Plastic Gloves & Waste - How can you prevent the spread of infection without resorting to single-use

Many hotels that we know and work with are genuinely struggling right now to balance the prevention of the spread of infection with the prevention of waste.

Whilst we fully appreciate that health and well-being is of the utmost importance, we're also concerned that encouraging businesses to switch back to single-use (even temporarily) will not only significantly increase waste (the negative impacts of which will far outlast this particular pandemic) but that single-use does not necessarily equate to 'hygienic' or the prevention of the spread of infection.

Ultimately, preventing the spread of infection depends upon your own standard operating procedures (SOPs) and these will be different for each individual business.

Single Use Gloves

In every article we've read about #coronavirus COVID-19, the first line of defence is proper hand-washing with water and soap. If your hotel operates a food service then you will already be implementing a HACCP system and relevant staff will have been suitably trained to manage the risks associated with critical control points throughout the operation. Included within these measures are best practice hand-washing procedures and the proper use of gloves.

Whilst the majority of food preparation staff strictly adhere to hygiene protocols if wearing gloves (changing them after touching raw food, changing them after cleaning etc), we still continue to see improper use of gloves. The most common reason that we hear from staff is the perception that their hands are clean.

Over the past days, single-use gloves have sprung up everywhere, particularly in supermarkets but even at the bank! My personal concern is that the people using them have not undergone any type of training in the prevention of the spread of illness, least of all the general public. In the past three days, this is what has happened to me personally, what I have observed or read:

On Saturday 14th March I went to do our usual supermarket shop - reusable mesh bags at hand for fruit and veg and my iClean Mini in my handbag. This is what happened next....

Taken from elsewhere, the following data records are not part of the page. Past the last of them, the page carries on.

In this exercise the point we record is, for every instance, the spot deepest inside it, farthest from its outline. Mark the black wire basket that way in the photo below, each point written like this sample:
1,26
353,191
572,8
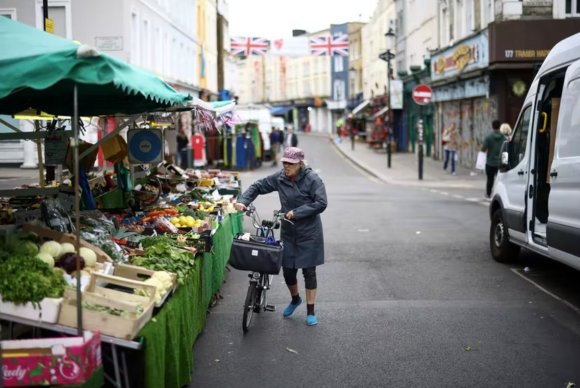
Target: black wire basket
256,255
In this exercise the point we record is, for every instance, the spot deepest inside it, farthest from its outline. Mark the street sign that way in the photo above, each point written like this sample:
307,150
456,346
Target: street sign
422,94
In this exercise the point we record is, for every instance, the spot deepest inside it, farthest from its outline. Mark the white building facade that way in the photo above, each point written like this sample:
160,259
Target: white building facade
157,35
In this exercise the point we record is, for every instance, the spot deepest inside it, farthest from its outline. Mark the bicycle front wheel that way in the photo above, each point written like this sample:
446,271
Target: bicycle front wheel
249,305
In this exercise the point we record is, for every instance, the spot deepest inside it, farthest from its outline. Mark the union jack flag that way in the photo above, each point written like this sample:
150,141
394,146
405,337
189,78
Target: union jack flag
329,45
243,46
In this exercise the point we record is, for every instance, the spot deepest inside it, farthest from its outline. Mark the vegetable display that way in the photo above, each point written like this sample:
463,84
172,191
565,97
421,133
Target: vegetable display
28,279
162,254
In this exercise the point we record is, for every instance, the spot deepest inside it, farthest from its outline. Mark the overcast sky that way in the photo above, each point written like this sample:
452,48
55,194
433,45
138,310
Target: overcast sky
277,18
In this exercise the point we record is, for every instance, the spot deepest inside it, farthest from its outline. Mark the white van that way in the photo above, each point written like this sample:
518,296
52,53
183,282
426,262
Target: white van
536,199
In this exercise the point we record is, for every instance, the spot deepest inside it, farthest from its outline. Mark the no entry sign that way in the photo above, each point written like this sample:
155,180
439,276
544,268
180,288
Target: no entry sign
422,94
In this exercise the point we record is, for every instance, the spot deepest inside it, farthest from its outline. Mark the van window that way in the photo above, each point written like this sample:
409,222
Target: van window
520,138
569,136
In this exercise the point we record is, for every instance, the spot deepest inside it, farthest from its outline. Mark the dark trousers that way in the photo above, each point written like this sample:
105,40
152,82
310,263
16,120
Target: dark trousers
309,277
491,172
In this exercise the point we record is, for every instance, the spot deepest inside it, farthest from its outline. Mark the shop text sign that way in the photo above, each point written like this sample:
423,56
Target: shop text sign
422,94
525,54
468,55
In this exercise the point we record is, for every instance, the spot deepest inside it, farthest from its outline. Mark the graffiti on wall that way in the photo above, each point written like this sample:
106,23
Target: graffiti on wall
473,119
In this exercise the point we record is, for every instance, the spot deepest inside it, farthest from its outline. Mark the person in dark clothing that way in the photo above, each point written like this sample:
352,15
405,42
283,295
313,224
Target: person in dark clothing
303,197
492,146
182,149
276,138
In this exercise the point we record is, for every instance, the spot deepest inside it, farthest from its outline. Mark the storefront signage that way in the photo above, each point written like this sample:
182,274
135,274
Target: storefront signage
467,55
507,45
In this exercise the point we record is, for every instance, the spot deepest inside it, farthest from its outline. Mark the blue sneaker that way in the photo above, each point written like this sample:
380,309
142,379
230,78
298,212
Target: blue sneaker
291,307
311,320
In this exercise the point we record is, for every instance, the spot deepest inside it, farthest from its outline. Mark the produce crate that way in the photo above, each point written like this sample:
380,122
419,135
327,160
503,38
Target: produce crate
138,309
60,237
51,361
47,310
140,274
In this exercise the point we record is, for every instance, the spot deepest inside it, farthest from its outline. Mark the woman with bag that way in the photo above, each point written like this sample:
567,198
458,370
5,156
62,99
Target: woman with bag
450,139
303,197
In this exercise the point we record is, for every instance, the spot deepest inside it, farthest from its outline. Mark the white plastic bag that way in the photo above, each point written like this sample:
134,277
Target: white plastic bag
481,160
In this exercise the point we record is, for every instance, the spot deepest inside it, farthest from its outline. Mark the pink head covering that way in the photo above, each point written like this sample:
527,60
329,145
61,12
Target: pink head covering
293,155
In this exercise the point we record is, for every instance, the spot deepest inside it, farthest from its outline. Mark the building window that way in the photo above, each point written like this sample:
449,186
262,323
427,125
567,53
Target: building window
572,7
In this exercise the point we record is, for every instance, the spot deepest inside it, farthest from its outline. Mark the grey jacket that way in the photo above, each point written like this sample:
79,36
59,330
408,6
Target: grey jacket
306,196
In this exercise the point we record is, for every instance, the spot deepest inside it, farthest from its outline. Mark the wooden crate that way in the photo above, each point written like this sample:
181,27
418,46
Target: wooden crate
126,326
66,237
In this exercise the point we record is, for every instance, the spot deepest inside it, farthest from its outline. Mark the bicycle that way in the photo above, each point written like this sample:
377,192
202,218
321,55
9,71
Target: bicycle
262,255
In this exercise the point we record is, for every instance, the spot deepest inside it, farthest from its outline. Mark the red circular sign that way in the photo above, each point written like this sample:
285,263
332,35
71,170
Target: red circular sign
422,94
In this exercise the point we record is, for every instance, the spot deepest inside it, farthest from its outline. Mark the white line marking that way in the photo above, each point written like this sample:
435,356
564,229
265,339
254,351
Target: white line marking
570,305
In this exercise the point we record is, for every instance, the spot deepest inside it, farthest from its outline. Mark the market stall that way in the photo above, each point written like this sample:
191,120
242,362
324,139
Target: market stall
122,284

  • I picked up a shopping basket with bare hands

  • I picked up a few products I thought about buying to look at the ingredients - I put some back on the shelf and others into the basket

  • I went for fruit and veg and was told to put gloves on, which I did (with parts of my potentially contaminated hands touching the outside of the glove to get the first one on

  • I chose my fruit and veg and weighed it in the mesh bag

  • I pulled my trolley again, now with the gloves touching the potentially contaminated handle

  • I watched other people do the same, I watched other people sneeze and cough into their gloved hands and continue to pick up fruit, veg and other non-fresh products (because we are creatures of habit). Some realised what they'd done and took the gloves off

  • I wondered whether I should leave my gloves on or take them off now...

  • I took them off, sprayed my iClean Mini on my own hands and carried on shopping

  • I put my shopping on the conveyer belt that other people with and without gloves had leaned on before me and would lean on after me

  • I paid with a card and pressed the numbers on the pin pad with no gloves, the person before me did it with gloves

  • I got to the car and used my iClean Mini again and tried to count all of the times I potentially transferred a virus or bacteria (coronavirus or not) from one object to another in the 20 minutes that I was in the supermarket.

On Monday morning I had an appointment at the bank, you cannot just turn up now as we are on a lockdown. The assistant manager opened the door with gloves, the branch manager asked me to sign documents on a tablet, neither of us wore gloves - out came the iClean Mini. I went home.

Yesterday (18th March) I read a blog encouraging hotel staff to wear gloves when carrying guests' suitcases, greeting them at reception, when handing them a key card or retrieving a key card and when handing them the pin pad to pay, despite the fact that as soon as the guest has touched the key card or the pin-pad and hands it back over, the staff's gloves are potentially contaminated.

Today I read that some people even turn gloves inside out to reuse them to save on cost or to reduce waste and only on a small number of occasions have I seen information about how to properly dispose of gloves from a waste perspective.

The moral of my long-winded narrative is that single-use does not always equate to good hygiene practices and in fact, it can exacerbate the situation as untrained people perceive their hands to be clean.

  • Where possible, consider the installation of additional hand-washing facilities for staff and guests (with non-touch operation for soap, taps and dryers)

  • Where this is not possible, provide non-touch dispensers with sanitising products

  • Give employees the opportunity to use bathroom facilities more often

  • Revisit your standard operating procedures for cleaning and sanitising, increasing frequency in areas of high touch

  • If you must use single use gloves, provide full training to all staff and a means to dispose of them responsibly.